PROJECT SUMMARY: Single-cell genomic studies have transformed our understanding of the cellular organization and plasticity of the human lung, providing substantial insights into molecular pathways active in end-stage lung diseases including pulmonary fibrosis (PF), bronchopulmonary dysplasia (BPD) and others. A

common theme emerging across these studies is that there is a profound loss of highly specialized cells and cellular phenotypes in advanced lung diseases. The critical signals responsible for tissue organization and cellular specialization during lung development occur in three-dimensional space, and spatial context is critical

to understand the intercellular communication mechanisms, and relationships among different cell types and states that establish and maintain distal lung “niche specialization”. These observations lead us to hypothesize that perturbations of cell-cell signaling in the alveolar niche lead to loss of cellular specialization,

and disease-specific programs of progressive pathologic remodeling in PF, BPD and other chronic lung diseases.
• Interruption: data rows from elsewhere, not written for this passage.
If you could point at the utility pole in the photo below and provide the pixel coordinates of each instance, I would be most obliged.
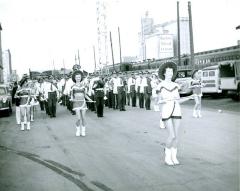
(1, 64)
(94, 58)
(112, 50)
(179, 40)
(79, 58)
(191, 36)
(120, 48)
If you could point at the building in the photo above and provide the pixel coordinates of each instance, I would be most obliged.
(159, 41)
(7, 66)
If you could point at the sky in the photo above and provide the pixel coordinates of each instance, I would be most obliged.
(47, 34)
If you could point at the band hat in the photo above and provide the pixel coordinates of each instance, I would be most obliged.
(24, 79)
(194, 72)
(162, 69)
(76, 73)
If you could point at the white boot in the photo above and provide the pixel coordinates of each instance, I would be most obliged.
(83, 133)
(25, 119)
(161, 124)
(168, 158)
(195, 113)
(156, 108)
(22, 126)
(28, 126)
(199, 113)
(18, 115)
(31, 117)
(78, 132)
(174, 155)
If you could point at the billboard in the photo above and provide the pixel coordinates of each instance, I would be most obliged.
(165, 45)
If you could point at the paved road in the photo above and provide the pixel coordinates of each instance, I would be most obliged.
(122, 152)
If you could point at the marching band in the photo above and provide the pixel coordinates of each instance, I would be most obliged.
(78, 93)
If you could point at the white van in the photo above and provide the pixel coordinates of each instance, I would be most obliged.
(211, 80)
(230, 78)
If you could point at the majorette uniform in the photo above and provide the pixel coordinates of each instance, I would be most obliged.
(170, 109)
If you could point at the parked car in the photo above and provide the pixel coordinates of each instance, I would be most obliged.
(5, 99)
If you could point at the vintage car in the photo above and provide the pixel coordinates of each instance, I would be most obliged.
(5, 100)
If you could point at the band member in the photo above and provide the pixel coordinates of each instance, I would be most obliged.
(171, 111)
(66, 91)
(23, 92)
(114, 82)
(142, 84)
(40, 93)
(51, 96)
(121, 93)
(33, 102)
(98, 87)
(147, 91)
(78, 95)
(196, 85)
(131, 89)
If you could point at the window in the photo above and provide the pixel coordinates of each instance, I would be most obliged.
(227, 70)
(2, 91)
(205, 74)
(211, 73)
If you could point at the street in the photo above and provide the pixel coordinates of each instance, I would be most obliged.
(123, 151)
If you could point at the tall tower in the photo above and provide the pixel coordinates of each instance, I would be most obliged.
(102, 33)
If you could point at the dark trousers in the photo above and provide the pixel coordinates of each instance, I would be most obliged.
(99, 106)
(115, 101)
(141, 100)
(128, 98)
(41, 103)
(134, 98)
(121, 100)
(46, 107)
(147, 100)
(64, 100)
(92, 104)
(110, 98)
(52, 103)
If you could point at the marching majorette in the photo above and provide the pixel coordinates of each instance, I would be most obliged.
(78, 95)
(51, 96)
(98, 87)
(171, 110)
(131, 89)
(142, 85)
(23, 93)
(196, 85)
(137, 87)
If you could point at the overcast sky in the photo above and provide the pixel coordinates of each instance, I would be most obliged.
(40, 31)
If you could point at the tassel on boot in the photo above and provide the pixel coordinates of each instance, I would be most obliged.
(195, 113)
(83, 131)
(174, 155)
(28, 126)
(168, 158)
(78, 132)
(22, 126)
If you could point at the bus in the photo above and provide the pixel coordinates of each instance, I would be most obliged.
(230, 78)
(184, 79)
(211, 80)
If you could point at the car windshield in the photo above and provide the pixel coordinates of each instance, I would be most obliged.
(2, 91)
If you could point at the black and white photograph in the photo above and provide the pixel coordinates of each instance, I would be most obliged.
(119, 95)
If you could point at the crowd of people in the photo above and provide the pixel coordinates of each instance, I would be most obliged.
(79, 92)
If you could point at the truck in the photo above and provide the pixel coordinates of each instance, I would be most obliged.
(230, 78)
The goal of this LungMAP3.0 Research Center is to identify key molecular targets at the early stage of disease most amenable to stabilization or reversal. Our specific aims are to: 1) Develop a spatially-resolved

molecular atlas of chronic parenchymal lung diseases, 2) Define mechanisms of niche dysregulation that result in the progressive histopathologic patterns of chronic lung diseases across the lifespan and 3) Investigate the transcriptional regulatory mechanisms through which niche-perturbations promote and prevent disease

progression. We have assembled a team of investigators with a strong history of productive collaboration who offer expertise in chronic lung diseases that manifest across the lifetime and share a deep commitment to rapid and transparent data sharing in support of the lung biology community. We are excited to partner with other

LungMAP Research Centers, the Data Coordinating Center and Human Tissue Core as we leverage state-of- the-art single-cell and spatial transcriptomic approaches that enable interrogation of archival samples from highly unique cohorts of early-stage lung disease as we investigate the molecular origins of alveolar niche

dysregulation in IPF, other forms of interstitial lung disease, and BPD.